Никоарэ Подкова | страница 61



— Да нет у меня ничего, Мура, кроме души.

— А душу береги для того, кому ты мила. Так дай же мне хотя бы совет.

— Изволь, но могу ли я?

— Скажи, где мне найти тут одного воина — статного, чернявого да кудрявого молодца.

Илинка, слегка смутившись, рассмеялась.

— Не знаю такого, Мура.

— Нет, знаешь, касатка. Только это не тот, на кого ты подумала. Но мой тоже проживает вот уже десять дней со своим господином в Дэвиденах в хоромах мазыла. Послал он сказать кузнецу Богоносу насчет телеги — нужно ее расковать и снова оковать, чтобы уж никогда больше не расшаталась.

— Карайман? — встрепенувшись, спросила Илинка.

— Он самый, — подтвердила цыганка. — Где мне его найти?

— У нашего управителя Йоргу.

Цыганка пристально взглянула на нее.

— Как бы мне, касатка, подать ему весточку, не показываясь, чтобы понял, не спрашивая, и с радостью пришел ко мне? Позабыть бы с милым о муже постылом.

— А что скажет кузнец?

— Стар и уродлив муж мой, кузнец Богонос, касатка. Когда узнаешь то, что знаю я, тогда и поймешь, где настоящая радость. Я и другое скажу тебе о твоем суженом. Слушай и будь умницей-разумницей.

— Что ты говоришь, Мура!

— Хорошо говорю. Погляди мне в очи. Дожидается тебя огненнокрылый демон…

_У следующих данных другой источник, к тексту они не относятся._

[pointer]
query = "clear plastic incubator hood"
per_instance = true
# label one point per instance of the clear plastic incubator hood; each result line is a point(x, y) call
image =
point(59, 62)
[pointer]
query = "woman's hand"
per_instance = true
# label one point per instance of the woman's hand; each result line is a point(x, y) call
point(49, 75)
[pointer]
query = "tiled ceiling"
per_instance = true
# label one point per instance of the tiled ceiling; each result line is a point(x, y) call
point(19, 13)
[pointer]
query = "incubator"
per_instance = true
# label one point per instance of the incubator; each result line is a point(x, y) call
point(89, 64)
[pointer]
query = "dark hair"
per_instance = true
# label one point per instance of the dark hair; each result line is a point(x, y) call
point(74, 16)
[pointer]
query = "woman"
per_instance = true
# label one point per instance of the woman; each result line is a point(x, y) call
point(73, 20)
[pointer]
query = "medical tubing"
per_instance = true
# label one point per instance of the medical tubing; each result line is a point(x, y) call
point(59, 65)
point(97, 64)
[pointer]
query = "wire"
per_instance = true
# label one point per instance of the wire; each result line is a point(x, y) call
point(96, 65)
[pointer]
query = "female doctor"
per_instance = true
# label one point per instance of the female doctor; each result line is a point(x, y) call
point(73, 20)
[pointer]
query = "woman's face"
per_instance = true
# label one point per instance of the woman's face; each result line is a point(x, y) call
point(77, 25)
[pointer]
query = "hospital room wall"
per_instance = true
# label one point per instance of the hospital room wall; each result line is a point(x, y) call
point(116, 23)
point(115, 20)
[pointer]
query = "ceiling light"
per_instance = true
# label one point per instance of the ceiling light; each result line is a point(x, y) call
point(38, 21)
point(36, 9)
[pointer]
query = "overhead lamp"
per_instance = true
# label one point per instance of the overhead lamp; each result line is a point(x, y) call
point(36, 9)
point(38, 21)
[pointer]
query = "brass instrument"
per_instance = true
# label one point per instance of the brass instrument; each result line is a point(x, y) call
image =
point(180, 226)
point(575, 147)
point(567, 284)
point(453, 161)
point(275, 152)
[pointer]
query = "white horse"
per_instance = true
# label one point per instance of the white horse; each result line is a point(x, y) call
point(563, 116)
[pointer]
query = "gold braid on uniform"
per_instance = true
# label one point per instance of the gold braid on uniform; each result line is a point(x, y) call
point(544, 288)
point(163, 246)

У девушки начала кружиться голова, словно от заговора. Мура легким движением сняла из-за уха Илинки стебелек водосбора и погладила ей висок.

— Не погнушался он прийти ко мне. И велел передать, что ждет тебя…

С горы донесся протяжный зов. Это кликала Илинку старая няня. Девушка оглянулась. Она было одна, рядом пестрели только голубые цветы барвинка и лежал древний камень с высеченными стершимися буквами.

11. МЛАДЫШ ЧИНИТ СУД И РАСПРАВУ

Младыш Александру знал, что матушка Олимпиада по пятницам ходит в Филипенский храм творить поминки по супругу, давно умершему священнику, ученику искусного грамотея архимандрита Амфилохия, ведавшего тайным приказом старого Штефана Водэ.

В этот день попадья постилась до захода солнца, не притрагиваясь к воде и хлебу. В Филипены она брала с собой толстую и грузную свою ученицу Сафту — делить с ней тяготы уединения. Благочестивая Олимпиада хранила в эти часы обет молчания, никто в Филипенах не решался подойти к ней. Да и неразговорчивы стали жители села, слишком много вынесли они унижений и обид с той поры, как утратили свободу и уважение, попав в кабалу к боярину Вартику, называвшему себя теперь быв-вел-ворником[36] из рода Филипенов. На самом же деле он вел свой род от иноземного побродяги, и был совсем чужим в Филипенах. Пока матушка Олимпиада и Сафта стояли вдвоем в церкви у могильной плиты в правом углу главного придела, Сафта изредка шептала своей учительнице на ухо о том, что услышала в селе, перебирая все события из жизни знакомых крестьян за истекшую неделю.